Número: 214.     4ª época.     Año XIX     ISSN: 1989-6289

214 > Ambientación > Creencias > Danzantes místicos boron (Exo). Por: Rubén Ramos

 

Danzantes místicos boron

Los boron son una sociedad muy creyente (más datos aquí: 15341 Ver). Su religión forma parte integral de su cultura e impregna muchos (sino todos) los aspectos de la cultura boronita. La manera de profesar esas creencias no mantiene una estructura jerarquizada. Al contrario, es muy libre y cada boron realiza las tareas rituales y celebraciones como creen que se las mandan sus dioses, una representación ensalzada y divina de los iroiendi.

Los danzantes son una facción religiosa que buscan las revelaciones místicas a través del baile. No es raro verlos danzar de manera incansable durante horas y horas en las fiestas religiosas que llevan a cabo de manera casi constante esta especie.

El baile no está organizado o sigue un procedimiento, pero sí que comparte una serie de características comunes que se han ido estableciendo con el paso de los siglos. Si es un boron solitario el que realiza el baile, por lo general gira sobre sí mismo y entona las letanías necesarias mientras un grupo de músicos (al menos siete, su número mágico) toca ritmos constantes con tambores de distintos tamaños. Si son varios (de nuevo, un mínimo de siete) comienzan a girar en círculo alrededor de una hoguera preparada para tal menester mientras aceleran cada vez más.

Los danzantes (y los músicos) consumen de manera habitual psicotrópicos. Esto, junto con el agotamiento del baile que se alarga horas, provoca las famosas visiones místicas. Tras un período de descanso los danzantes comparten lo que han visto y los boron que han estado presentes lo cumplen lo ordenado en esas visiones.

No es raro que a los presentes en el ritual les entre un furor religioso y se unan a la celebración. No es raro que un clan en su totalidad baile y grite las letanías mientras los místicos giran y giran.

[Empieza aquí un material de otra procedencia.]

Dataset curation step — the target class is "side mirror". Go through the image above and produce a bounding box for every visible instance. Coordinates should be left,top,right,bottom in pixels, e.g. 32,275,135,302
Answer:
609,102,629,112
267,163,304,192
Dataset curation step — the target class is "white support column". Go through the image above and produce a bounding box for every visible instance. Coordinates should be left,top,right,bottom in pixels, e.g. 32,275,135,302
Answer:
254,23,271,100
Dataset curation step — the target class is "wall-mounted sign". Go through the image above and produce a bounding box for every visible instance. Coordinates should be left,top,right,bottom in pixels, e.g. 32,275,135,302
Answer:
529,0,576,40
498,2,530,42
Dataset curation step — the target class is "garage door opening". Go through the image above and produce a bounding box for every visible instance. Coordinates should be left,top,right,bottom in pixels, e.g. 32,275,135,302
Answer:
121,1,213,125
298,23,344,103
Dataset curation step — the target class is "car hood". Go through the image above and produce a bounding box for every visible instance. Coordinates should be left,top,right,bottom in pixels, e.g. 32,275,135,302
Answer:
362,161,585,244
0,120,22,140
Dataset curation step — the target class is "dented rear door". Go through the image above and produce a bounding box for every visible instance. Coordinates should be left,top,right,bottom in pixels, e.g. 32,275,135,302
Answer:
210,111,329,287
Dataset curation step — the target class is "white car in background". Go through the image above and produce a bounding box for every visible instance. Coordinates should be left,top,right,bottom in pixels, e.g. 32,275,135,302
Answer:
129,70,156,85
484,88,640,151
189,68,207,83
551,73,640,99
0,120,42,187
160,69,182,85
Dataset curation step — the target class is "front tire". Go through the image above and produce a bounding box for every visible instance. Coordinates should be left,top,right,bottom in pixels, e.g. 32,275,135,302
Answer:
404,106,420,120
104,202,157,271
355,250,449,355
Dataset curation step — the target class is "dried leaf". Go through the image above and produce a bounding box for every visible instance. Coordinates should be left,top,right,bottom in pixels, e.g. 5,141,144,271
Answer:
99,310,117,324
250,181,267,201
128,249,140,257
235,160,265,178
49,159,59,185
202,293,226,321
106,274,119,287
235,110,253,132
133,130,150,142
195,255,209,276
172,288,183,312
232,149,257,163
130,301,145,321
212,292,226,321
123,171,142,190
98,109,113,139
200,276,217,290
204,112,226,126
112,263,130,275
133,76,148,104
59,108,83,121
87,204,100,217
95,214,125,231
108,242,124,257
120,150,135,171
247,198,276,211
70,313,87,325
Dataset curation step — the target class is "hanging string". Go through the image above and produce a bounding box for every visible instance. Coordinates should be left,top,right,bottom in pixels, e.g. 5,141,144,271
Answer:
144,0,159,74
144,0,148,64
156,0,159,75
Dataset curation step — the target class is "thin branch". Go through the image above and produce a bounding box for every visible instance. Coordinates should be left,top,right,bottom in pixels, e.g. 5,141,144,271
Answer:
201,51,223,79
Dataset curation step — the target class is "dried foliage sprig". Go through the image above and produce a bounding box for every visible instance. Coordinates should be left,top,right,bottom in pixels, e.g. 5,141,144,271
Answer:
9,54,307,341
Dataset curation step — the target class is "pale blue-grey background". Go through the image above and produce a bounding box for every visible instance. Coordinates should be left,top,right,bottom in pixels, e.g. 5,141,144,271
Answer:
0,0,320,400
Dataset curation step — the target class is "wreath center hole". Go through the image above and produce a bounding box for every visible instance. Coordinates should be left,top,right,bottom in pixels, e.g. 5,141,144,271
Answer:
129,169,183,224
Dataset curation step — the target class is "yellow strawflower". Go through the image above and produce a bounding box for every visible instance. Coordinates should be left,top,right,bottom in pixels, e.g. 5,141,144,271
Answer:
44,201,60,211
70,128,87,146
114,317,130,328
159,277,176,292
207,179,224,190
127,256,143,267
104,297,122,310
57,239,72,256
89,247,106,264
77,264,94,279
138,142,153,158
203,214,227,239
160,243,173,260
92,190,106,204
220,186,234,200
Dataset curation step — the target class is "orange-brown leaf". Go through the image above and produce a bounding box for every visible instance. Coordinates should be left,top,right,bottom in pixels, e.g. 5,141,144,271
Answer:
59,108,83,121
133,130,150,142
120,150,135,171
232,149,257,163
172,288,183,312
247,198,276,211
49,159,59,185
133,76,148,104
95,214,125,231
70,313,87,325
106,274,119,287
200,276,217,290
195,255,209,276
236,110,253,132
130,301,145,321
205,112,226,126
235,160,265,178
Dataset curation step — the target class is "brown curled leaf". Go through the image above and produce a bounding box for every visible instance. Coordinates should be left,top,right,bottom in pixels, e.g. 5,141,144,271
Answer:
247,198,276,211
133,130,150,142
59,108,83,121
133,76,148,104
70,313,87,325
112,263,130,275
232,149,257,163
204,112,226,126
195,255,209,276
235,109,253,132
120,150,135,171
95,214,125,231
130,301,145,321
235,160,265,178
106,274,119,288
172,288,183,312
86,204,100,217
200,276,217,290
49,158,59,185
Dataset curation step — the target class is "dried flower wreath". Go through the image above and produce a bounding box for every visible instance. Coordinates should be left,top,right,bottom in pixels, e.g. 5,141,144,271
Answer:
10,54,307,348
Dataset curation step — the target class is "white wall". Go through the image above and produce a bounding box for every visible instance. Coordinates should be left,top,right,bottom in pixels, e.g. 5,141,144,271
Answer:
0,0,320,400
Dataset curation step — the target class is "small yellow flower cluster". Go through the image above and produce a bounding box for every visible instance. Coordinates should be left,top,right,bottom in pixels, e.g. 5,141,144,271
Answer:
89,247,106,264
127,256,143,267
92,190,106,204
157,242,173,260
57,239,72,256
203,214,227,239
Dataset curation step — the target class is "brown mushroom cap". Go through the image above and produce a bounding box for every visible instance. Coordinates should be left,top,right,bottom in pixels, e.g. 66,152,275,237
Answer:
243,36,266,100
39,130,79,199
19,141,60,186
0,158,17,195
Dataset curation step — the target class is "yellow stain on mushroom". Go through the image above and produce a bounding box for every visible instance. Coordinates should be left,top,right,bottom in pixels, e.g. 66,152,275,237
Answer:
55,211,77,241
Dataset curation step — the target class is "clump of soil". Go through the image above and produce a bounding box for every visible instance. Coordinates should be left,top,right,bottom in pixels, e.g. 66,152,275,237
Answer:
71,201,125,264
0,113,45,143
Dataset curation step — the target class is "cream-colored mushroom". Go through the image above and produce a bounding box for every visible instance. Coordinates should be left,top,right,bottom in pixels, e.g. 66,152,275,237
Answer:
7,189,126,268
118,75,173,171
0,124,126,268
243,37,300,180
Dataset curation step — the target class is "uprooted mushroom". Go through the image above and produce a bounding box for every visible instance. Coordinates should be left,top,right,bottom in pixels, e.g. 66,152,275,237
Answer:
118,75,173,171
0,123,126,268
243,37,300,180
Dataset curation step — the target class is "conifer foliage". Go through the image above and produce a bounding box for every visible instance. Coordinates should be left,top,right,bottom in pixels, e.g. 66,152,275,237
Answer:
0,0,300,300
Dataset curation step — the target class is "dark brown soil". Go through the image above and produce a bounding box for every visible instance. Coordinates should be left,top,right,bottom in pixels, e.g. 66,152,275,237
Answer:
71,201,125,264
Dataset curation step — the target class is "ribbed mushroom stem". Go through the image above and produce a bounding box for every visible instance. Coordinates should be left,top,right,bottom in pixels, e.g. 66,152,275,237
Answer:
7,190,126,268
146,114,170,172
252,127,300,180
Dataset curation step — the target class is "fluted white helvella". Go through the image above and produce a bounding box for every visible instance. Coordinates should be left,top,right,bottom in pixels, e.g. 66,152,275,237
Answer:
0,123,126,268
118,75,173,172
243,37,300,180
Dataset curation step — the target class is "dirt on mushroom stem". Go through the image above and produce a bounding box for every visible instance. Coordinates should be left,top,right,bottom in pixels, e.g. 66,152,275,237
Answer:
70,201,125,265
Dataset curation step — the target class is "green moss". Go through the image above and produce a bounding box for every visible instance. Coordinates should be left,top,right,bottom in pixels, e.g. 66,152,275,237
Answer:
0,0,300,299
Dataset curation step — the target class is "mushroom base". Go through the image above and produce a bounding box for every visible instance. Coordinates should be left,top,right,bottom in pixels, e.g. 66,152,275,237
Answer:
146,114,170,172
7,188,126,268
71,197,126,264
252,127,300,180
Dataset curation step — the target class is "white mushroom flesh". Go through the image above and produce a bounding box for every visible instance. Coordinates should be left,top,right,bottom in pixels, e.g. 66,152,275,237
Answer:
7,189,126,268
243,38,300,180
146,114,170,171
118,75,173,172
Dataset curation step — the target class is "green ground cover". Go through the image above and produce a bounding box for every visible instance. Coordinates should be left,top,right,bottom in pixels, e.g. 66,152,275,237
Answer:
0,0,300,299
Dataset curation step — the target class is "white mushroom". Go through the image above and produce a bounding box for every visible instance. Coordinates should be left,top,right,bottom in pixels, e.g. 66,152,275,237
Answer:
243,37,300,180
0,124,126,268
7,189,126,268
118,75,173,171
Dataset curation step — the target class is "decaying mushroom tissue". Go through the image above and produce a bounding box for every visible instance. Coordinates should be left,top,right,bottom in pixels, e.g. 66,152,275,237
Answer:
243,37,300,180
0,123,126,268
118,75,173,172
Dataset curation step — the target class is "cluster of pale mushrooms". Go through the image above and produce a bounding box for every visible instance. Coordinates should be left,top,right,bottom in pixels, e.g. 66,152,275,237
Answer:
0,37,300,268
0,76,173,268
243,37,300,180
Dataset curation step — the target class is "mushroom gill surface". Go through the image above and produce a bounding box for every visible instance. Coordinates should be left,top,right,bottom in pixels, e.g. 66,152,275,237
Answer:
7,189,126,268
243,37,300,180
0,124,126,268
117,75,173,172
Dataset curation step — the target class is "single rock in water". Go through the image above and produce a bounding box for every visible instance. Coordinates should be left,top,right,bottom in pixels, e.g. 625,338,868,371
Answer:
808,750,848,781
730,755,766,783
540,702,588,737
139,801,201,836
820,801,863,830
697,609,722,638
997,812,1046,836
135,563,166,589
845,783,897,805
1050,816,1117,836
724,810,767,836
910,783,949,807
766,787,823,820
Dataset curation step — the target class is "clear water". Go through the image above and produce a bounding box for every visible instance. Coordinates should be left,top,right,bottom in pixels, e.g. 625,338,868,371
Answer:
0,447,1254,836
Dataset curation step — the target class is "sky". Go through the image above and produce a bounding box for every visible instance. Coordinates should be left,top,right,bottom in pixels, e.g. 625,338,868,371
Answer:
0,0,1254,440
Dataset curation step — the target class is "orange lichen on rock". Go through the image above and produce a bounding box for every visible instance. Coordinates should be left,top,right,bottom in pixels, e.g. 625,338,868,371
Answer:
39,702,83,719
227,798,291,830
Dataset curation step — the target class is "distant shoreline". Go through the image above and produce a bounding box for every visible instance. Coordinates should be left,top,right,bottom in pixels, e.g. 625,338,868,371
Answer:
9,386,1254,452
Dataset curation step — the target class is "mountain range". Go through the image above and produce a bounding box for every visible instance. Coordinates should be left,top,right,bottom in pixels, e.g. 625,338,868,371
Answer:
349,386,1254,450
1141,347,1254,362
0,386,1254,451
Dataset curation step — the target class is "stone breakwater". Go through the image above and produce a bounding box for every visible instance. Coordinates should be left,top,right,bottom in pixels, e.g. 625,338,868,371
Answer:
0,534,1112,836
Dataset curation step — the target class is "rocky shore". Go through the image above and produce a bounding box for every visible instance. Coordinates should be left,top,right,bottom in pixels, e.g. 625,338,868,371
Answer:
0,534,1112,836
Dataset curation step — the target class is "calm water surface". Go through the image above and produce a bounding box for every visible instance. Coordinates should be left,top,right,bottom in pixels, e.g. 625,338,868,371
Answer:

Una de las celebraciones más importantes es el Danisi ni vulaibatabata. Tiene lugar en los meses más fríos de cada planeta. Es en esta época, que se denomina como la Danza del Invierno o la Danza del Frío. Es una celebración que representa el ciclo de muerte y renacimiento de los planetas (su traslación) y a la vez una alabanza a los todopoderosos dioses (los iroiendi). El ritual culmina con una llamada a la caza. Es en ese momento cuando los cazadores boron armados con sus herramientas tradicionales parten a la búsqueda y captura de presas para el banquete comunal del día posterior.

El único requisito para ser un danzante es aprender las letanías de los Escritos Pronda, un texto religioso de los muchos que circulan entre los boron para rezar a los dioses. Este libro sagrado, que se sigue imprimiendo de manera física en celulosa o derivados, es un texto de unas setenta páginas en la que te indica la cadencia en la que se han de recitar los versos mientras se danza. Perder este libro se considera una afrenta mortal que sólo puede subsanarse con la ejecución del boron que lo ha perdido.